Tables 2 and 3 summarize characteristics of the studies that met the inclusion criteria for Salmonella growth on chicken and laboratory media at refrigerated storage temperatures, respectively. For chicken, all articles were challenge trials, except one [40], which had both a challenge trial and a field trial within the same publication. Combining results from different study designs was not performed, as an invalid effect estimate may arise due to the methodological heterogeneity of different designs [24]. As a result, the field trial was excluded from the meta-analysis. Among the seven studies included, three trials had more than one challenge experiment within the same publication [41–43]. CCFRA [41] tested Salmonella growth in chicken using two different enumeration media and had two sets of five replicates for each medium. Results from all replicates in different media were included separately in the analysis. To and Robach [43] tested Salmonella growth at two poultry processing plants. Results from both plants were included separately in the analysis. Robach and Ivey [42] reported two trials with two different levels of Salmonella inoculation. Both trials were included in our analysis. For studies investigating the effect of different interventions, such as carbon dioxide and potassium sorbate on Salmonella growth [40,42–45], only control growth curves (e.g., air) were included in this analysis. All studies reported the outcome as a continuous outcome, e.g., at each storage temperature; testing intervals and their corresponding Log₁₀ CFU/g were reported. Only one study reported growth of Salmonella as most probable number (MPN)/g [46] which was converted into CFU/g for analysis [47].

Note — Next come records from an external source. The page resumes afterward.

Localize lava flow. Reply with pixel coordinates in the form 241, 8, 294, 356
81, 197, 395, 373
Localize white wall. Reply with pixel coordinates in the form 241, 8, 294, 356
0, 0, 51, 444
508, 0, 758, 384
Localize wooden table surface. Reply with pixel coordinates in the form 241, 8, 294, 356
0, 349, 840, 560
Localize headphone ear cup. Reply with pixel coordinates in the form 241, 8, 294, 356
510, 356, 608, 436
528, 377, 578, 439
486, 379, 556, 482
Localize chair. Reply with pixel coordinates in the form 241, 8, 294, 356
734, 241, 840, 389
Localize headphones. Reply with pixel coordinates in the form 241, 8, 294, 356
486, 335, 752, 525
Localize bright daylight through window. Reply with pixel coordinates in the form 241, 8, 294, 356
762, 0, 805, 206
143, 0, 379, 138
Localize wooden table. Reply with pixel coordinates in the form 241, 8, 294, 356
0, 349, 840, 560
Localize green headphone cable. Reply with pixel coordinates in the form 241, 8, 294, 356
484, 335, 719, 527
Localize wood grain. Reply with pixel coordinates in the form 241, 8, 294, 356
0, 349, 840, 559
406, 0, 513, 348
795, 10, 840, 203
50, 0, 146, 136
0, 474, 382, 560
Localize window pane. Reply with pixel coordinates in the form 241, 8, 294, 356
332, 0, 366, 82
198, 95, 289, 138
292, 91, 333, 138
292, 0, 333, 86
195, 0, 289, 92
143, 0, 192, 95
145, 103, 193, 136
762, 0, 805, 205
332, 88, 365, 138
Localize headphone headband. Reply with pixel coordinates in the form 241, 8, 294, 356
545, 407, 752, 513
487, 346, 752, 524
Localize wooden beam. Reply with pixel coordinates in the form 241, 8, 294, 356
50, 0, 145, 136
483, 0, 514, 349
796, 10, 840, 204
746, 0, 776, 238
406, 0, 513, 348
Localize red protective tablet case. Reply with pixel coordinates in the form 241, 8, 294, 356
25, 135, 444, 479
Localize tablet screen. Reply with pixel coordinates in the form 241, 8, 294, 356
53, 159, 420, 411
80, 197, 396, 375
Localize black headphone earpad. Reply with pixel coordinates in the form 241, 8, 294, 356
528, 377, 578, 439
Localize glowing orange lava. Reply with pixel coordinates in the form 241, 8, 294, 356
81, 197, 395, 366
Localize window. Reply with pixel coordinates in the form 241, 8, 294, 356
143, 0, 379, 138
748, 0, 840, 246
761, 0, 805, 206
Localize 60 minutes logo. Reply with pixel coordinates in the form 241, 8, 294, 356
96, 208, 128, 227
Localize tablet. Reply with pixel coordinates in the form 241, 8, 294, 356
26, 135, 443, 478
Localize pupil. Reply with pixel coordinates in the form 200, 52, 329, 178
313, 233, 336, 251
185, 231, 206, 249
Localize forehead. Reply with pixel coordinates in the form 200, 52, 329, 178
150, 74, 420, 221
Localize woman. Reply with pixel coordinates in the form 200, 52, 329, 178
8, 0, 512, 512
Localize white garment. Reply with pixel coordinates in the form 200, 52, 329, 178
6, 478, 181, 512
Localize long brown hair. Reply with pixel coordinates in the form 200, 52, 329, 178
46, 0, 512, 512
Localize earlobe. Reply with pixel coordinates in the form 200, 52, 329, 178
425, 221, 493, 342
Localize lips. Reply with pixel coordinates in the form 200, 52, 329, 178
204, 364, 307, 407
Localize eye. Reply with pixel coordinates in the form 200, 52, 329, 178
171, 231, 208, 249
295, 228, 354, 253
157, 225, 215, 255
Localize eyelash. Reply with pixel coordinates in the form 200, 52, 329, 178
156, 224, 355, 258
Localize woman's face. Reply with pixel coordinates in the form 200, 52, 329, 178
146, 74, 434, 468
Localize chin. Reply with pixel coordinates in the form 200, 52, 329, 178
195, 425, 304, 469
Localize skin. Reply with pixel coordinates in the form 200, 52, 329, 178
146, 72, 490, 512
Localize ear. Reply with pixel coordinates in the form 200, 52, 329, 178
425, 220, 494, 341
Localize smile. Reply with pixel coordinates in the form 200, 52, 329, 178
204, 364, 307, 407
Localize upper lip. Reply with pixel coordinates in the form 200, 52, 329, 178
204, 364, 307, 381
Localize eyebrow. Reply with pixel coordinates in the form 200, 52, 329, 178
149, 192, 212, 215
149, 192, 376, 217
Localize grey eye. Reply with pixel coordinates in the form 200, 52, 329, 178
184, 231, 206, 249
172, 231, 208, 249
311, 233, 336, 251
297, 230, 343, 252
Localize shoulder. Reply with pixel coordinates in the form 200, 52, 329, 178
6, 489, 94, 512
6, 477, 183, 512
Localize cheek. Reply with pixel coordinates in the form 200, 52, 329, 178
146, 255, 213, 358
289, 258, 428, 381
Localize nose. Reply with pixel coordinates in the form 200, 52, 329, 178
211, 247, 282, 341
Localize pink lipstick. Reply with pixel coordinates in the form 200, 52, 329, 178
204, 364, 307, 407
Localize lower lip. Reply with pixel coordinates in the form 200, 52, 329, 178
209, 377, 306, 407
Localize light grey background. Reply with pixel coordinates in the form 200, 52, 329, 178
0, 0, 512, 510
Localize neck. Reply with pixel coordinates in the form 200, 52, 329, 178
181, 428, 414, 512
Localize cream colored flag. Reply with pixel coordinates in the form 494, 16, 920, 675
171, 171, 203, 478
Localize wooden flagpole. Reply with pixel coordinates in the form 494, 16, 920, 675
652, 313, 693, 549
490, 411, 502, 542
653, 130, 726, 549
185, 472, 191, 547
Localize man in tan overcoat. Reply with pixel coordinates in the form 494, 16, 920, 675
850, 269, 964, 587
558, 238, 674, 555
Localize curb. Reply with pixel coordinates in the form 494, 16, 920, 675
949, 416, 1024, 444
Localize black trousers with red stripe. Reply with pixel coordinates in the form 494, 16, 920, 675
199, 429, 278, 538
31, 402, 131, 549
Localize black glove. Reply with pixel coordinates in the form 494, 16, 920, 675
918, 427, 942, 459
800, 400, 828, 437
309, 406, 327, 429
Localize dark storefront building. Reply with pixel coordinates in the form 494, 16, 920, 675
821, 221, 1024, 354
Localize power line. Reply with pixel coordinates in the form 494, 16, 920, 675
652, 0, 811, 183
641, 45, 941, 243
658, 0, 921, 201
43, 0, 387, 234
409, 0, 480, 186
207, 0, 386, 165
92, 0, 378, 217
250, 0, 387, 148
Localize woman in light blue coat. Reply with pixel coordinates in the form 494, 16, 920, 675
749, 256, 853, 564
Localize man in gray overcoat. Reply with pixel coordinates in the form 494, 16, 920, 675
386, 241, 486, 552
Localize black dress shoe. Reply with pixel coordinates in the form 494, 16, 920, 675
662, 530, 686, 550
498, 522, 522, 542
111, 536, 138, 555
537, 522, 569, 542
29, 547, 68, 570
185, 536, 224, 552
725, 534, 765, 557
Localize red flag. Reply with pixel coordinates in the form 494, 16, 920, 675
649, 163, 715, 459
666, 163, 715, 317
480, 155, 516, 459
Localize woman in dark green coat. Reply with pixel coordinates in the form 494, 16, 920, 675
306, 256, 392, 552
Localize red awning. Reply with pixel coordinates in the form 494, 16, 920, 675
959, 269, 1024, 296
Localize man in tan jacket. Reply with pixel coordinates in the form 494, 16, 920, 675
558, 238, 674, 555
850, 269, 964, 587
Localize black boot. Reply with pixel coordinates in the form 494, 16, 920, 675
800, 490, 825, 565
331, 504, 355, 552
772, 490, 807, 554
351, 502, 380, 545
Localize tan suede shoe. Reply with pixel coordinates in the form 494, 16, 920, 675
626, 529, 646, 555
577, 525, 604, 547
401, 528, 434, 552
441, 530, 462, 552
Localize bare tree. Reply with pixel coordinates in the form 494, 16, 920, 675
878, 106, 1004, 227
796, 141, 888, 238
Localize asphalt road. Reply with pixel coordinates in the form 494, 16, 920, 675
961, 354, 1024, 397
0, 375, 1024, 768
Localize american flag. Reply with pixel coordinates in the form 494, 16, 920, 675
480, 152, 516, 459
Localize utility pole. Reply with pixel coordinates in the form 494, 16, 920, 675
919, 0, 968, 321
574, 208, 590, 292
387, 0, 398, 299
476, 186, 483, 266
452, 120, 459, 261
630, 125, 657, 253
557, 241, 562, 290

Use of randomization was explicitly stated in only one trial [46]. Blinding of the person assessing the outcome and loss to follow-up were not reported in any trial. Standard deviation or variability measures for post hoc calculation were reported only in one study [41]. Therefore, evaluating the impact of these factors was not possible. For laboratory media, only a few studies controlled for the potential confounding effect of pH value [48,49], and none of the studies reported NaCl level, which is a potentially confounding variable, when examining the relationship between temperature and growth of Salmonella. Enumeration methods used to count Salmonella were all standard cultural methods.

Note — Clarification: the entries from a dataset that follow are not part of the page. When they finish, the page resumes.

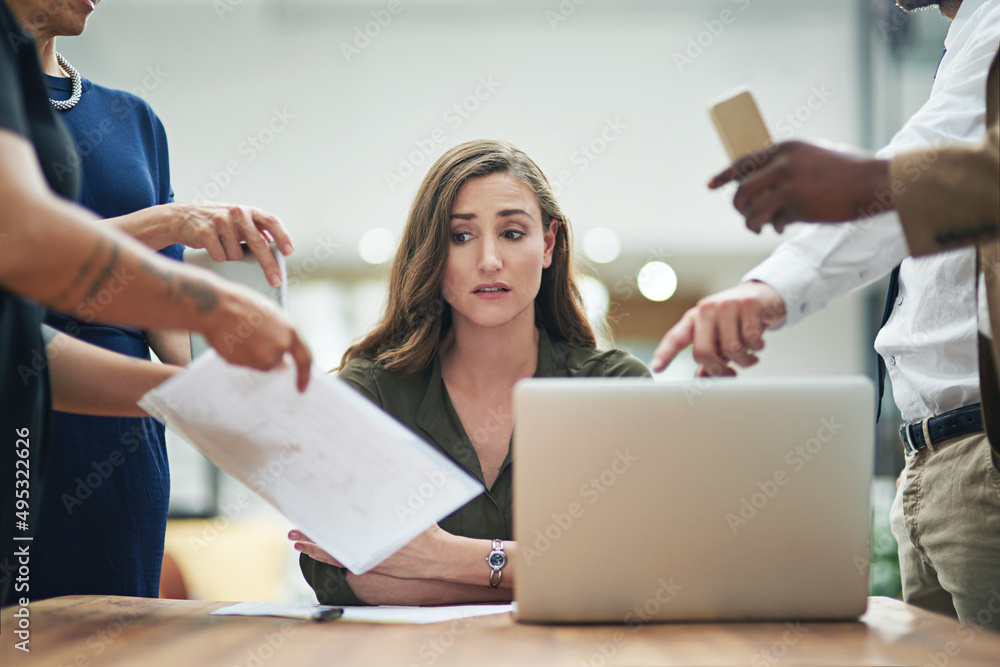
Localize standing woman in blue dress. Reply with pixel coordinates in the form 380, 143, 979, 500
8, 0, 292, 599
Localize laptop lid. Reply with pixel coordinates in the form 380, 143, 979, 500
183, 243, 288, 359
513, 377, 874, 625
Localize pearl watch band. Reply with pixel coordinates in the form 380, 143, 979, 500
486, 540, 507, 588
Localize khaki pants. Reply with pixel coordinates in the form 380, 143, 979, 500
889, 433, 1000, 630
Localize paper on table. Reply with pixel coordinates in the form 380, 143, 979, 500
139, 351, 483, 574
208, 602, 342, 621
210, 602, 512, 624
340, 604, 513, 624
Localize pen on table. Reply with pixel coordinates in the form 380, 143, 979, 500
313, 607, 344, 621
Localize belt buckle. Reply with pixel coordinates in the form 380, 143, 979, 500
899, 419, 924, 456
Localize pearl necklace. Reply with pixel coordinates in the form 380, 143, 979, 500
49, 53, 83, 111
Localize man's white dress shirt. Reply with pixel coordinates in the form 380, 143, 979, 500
743, 0, 1000, 420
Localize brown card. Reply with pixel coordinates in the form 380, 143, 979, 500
711, 90, 771, 162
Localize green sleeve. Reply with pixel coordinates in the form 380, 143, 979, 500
600, 350, 653, 377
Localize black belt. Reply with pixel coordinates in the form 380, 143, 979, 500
899, 403, 983, 455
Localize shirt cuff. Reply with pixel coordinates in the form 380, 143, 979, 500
741, 245, 828, 329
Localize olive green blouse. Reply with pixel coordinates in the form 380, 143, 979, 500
299, 329, 650, 606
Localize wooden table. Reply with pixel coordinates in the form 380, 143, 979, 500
0, 596, 1000, 667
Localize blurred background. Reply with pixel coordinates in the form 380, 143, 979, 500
59, 0, 948, 600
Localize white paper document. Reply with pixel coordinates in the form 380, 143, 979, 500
210, 602, 513, 624
208, 602, 343, 621
139, 351, 483, 574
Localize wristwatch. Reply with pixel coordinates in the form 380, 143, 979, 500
486, 540, 507, 588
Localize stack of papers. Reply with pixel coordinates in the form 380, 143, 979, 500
139, 351, 483, 574
210, 602, 514, 624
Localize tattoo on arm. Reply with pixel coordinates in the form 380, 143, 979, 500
84, 241, 121, 299
52, 238, 108, 306
180, 279, 219, 315
139, 258, 174, 301
141, 260, 219, 315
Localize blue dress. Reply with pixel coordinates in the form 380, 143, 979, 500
31, 76, 183, 600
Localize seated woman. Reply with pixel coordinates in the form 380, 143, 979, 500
289, 141, 649, 605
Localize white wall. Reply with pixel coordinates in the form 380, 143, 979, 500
60, 0, 868, 374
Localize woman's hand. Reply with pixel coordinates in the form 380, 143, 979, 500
110, 202, 294, 287
288, 524, 454, 579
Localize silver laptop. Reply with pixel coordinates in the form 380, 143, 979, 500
513, 377, 874, 626
183, 243, 288, 359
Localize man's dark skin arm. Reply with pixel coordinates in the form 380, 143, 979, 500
708, 141, 893, 233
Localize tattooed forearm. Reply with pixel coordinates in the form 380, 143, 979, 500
180, 279, 219, 315
141, 260, 219, 315
52, 238, 108, 306
84, 241, 121, 299
139, 253, 174, 300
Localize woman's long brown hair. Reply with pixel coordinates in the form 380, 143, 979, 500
341, 140, 596, 375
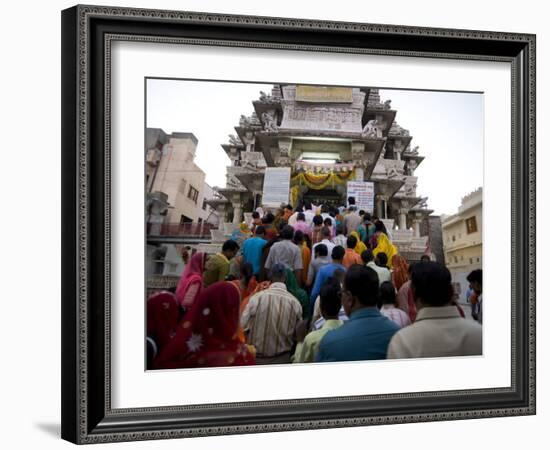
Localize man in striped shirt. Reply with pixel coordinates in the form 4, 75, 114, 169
241, 263, 302, 364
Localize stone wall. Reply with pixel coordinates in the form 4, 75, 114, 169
420, 216, 445, 264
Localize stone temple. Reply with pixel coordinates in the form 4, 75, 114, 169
206, 84, 432, 261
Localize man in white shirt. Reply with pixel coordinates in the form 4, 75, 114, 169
388, 261, 482, 358
311, 227, 336, 255
361, 249, 391, 285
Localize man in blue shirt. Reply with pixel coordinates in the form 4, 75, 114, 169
242, 225, 267, 278
309, 245, 346, 308
315, 265, 399, 362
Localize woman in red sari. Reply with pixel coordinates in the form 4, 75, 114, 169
153, 281, 256, 369
147, 291, 179, 350
391, 254, 409, 290
176, 252, 206, 310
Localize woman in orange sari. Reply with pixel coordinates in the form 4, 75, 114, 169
153, 281, 256, 369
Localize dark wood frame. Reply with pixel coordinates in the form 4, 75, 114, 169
62, 6, 535, 443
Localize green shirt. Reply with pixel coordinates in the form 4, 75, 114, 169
202, 253, 229, 287
292, 319, 344, 363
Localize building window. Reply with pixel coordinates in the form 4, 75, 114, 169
466, 216, 477, 234
179, 178, 191, 194
187, 185, 199, 204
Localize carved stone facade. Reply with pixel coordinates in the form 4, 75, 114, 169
207, 85, 431, 259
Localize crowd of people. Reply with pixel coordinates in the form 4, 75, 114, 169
146, 197, 482, 369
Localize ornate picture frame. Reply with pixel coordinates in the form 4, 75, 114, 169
62, 6, 535, 444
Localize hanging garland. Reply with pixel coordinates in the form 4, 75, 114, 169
291, 170, 355, 190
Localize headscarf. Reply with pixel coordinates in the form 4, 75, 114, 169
391, 255, 409, 290
372, 233, 397, 269
176, 252, 206, 308
153, 281, 255, 369
349, 231, 367, 256
147, 291, 179, 348
285, 267, 309, 314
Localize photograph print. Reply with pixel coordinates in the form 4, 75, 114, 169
144, 78, 483, 370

3.1.2. Thermal inactivation

Tables 4 and 5 summarize characteristics of the studies that met the inclusion criteria for thermal inactivation studies in chicken and laboratory media, respectively. All studies reported the initial inoculation level, testing temperatures and their corresponding D-values. All were challenge trials and estimated D-values over a range of temperatures.

One study explicitly stated random allocation to treatment [50]. Blinding of the person assessing the outcome and loss to follow-up were not reported in any of the studies. Standard deviation or variability measures for post hoc calculation were provided in three of six trials [27,50–51]. Three studies [27,50–51] reported standard deviation within each treatment group and three studies [28–29,52] did not report the SD or data needed for post hoc calculation. One study that did report the SD used S. Senftenberg [27]; the other two studies that reported the SD did not use S. Senftenberg [50,51]. Among the studies that did not report the SD [28–29,52,], only one did not use S. Senftenberg [52].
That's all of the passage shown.